The world’s top photographic competition, the Wildlife Photographer of the Year Competition held annually in London, announced this year’s winners at a gala event, which took place in the city’s Natural History Museum, recently.
Submissions for this prestigious competition are made by photographers from around the world with only 100 images out of the 45, 000 entries submitted making the final selection.
South African film director, Susan Scott was a recipient of one of those 100 awards given out for her image of two black rhino calves orphaned by rhino poaching in KwaZulu-Natal.
Scott took the image when she was filming at an undisclosed orphanage for her film, STROOP- Journey Into the Rhino Horn War’.
The feature length documentary, four years in the making, was recently screened in the US to critical acclaim, winning awards at major film festivals such as the San Francisco Green Film Festival and the San Diego International Film Festival.
Last week saw the film win an additional three awards at festivals in LA, the film capital of the world.
Scott said, “While filming STROOP, I often found myself in these incredible situations and I always felt so privileged to be there documenting it for the film. So I often switched the camera off video and would quickly click one or two stills of the moment.”
She added, “A film powerfully transports us into that world and that is what STROOP does, but an image is something special, it’s that moment frozen, always there for us to absorb the power of it.”
Describing the lead up to the shot, Scott said when she followed Axel in to feed the black rhinos, she knew it was pitch black and that she could not light with a flash or a handheld light due to the strict conditions they had set up to reduce stress on the animals.
“So when he walked to where they had been sleeping under the lights to feed them, I was struck by how beautiful the moment looked and of course the black forms in the red light signifies so much. The red is unfortunately the colour of where they came from… red blood from the deaths of their mothers and black for their name, black rhinos… but also the human who represents the species who changed their lives,” she explained.
It also very powerfully sums up the rhino poaching crisis, especially as they are now dependent on humans to live.
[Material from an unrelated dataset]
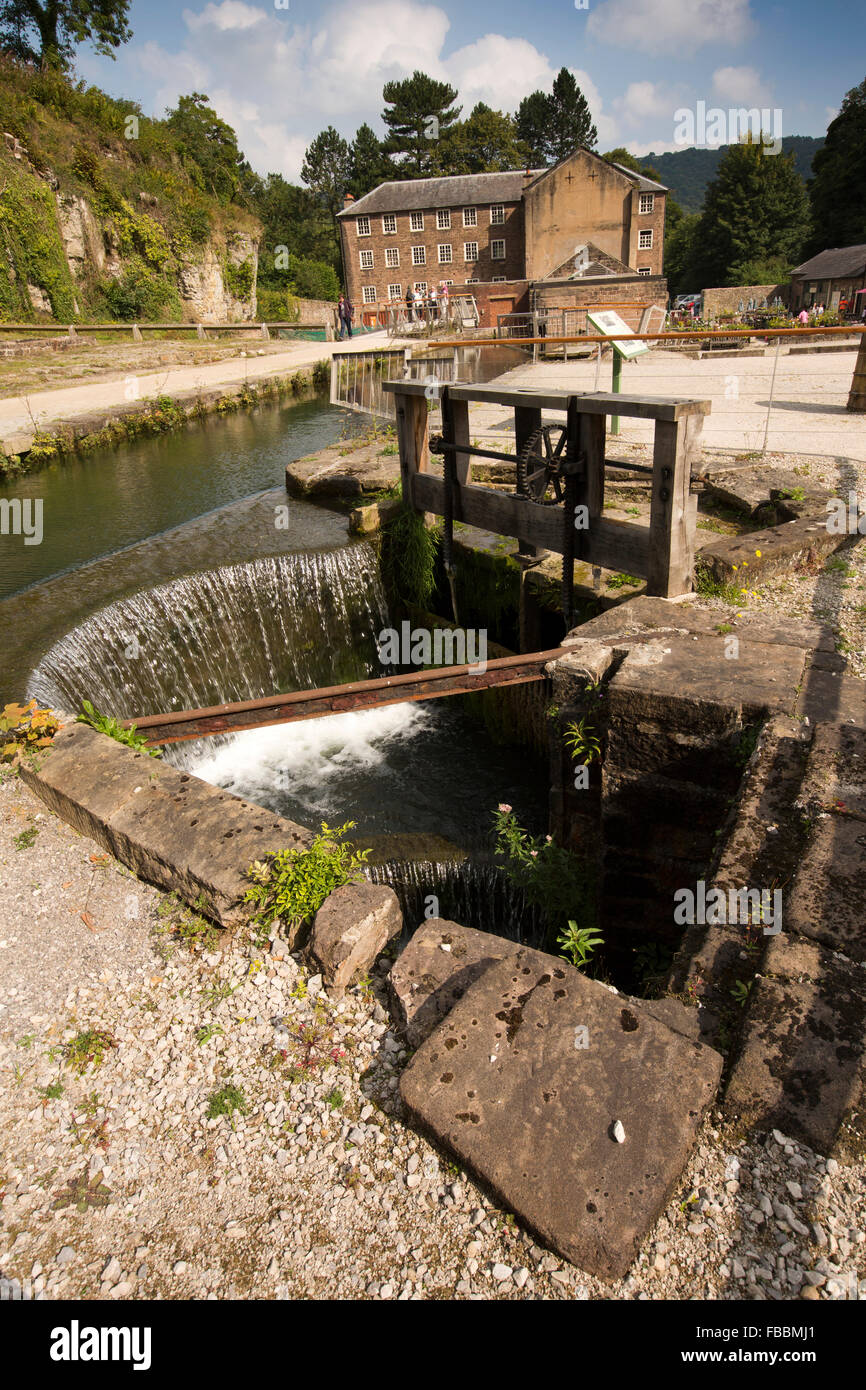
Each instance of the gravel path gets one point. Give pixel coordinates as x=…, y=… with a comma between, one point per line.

“So capturing this moment in the small space of time was difficult due to having to capture it handheld on a grainy ISO, but I think it all adds to the feel of that moment,” added Scott.
She further stated, “I was struck by the two colours – red and black; our human eye captures so much more than what a photograph can, in terms of light range, but this is exactly how that moment looked and I couldn’t even see Axel’s facial expression but I knew he was tired and that the babies were also tired and sleepy.”
For her, it’s such a peaceful moment representing a backstory of tremendous violence.
“So it’s the two colours that I like the most,” she concluded.